This work addresses the challenge of training binary neural networks with the non-differentiable Heaviside activation function, which impedes stable optimization via gradient-based methods. The authors propose a novel smooth approximation, termed HTAF, constructed through a composite of sigmoid and hyperbolic tangent functions. HTAF exhibits both high gradient magnitude near zero and slow tail decay, enabling effective optimization with standard gradient descent. Notably, HTAF is employed for the first time to build an interpretable Implicit Concept Bottleneck Model (ICBM), facilitating stable discretization in spiking neural networks, binary networks, and deep Heaviside networks. Experiments demonstrate that the proposed approach achieves competitive or superior predictive performance across multiple architectures and image datasets while significantly enhancing the stability of discrete feature learning compared to existing standard models.
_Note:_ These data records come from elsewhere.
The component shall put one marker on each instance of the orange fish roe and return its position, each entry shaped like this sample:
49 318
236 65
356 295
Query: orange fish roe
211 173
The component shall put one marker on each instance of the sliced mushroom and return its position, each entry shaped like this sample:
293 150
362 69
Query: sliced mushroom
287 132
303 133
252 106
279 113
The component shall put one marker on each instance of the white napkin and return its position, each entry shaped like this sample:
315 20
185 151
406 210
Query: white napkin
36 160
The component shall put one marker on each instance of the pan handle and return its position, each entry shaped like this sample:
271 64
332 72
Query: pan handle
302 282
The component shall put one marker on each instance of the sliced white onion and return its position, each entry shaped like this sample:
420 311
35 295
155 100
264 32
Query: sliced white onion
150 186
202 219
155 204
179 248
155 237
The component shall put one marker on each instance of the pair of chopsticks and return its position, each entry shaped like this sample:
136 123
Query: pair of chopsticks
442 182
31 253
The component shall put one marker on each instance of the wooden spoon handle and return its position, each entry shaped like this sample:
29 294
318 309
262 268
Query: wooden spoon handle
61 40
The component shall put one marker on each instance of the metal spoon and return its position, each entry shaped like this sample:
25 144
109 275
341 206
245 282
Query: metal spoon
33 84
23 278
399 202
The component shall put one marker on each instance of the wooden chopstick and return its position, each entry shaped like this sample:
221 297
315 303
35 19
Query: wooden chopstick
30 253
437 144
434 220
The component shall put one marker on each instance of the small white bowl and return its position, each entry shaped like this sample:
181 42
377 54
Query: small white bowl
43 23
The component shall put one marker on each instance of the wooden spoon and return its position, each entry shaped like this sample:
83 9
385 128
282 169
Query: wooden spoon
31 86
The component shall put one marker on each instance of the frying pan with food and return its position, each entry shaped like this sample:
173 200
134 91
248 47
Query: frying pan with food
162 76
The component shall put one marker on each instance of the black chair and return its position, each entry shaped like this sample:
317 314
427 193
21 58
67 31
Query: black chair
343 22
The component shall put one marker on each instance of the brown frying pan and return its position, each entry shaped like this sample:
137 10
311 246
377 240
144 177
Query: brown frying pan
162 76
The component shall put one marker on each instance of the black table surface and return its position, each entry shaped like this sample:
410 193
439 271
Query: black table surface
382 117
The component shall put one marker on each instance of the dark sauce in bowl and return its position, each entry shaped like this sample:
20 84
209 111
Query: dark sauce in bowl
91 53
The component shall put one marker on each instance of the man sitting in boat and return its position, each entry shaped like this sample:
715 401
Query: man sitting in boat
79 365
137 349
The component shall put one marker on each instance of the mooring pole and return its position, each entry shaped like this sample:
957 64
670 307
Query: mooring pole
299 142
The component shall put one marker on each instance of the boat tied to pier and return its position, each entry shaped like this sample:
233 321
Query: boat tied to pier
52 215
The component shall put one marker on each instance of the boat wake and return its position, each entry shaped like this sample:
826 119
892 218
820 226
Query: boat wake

Activation functions play a central role in neural networks by shaping internal representations. Recently, learning binary activation representations has attracted significant attention due to their advantages in computational and memory efficiency, as well as interpretability. However, training neural networks with Heaviside activations remains challenging, as their non-differentiability obstructs standard gradient-based optimization. In this paper, we propose Heavy Tailed Activation Function (HTAF), a smooth approximation to the Heaviside function that enables stable training with gradient-based optimization. We construct HTAF as a sigmoid hyperbolic tangent composite function and theoretically show that it maintains a large gradient mass around zero inputs while exhibiting slower gradient decay in the tail regions. We show that Spiking Neural Networks, Binary Neural Networks and Deep Heaviside neural Networks can be trained stably using HTAF with gradient-based optimization. Finally, we introduce Implicit Concept Bottleneck Models (ICBMs), an interpretable image model that leverages HTAF to induce discrete feature representations. Extensive experiments across various architectures and image datasets demonstrate that ICBM enables stable discretization while achieving prediction performance comparable to or better than standard models.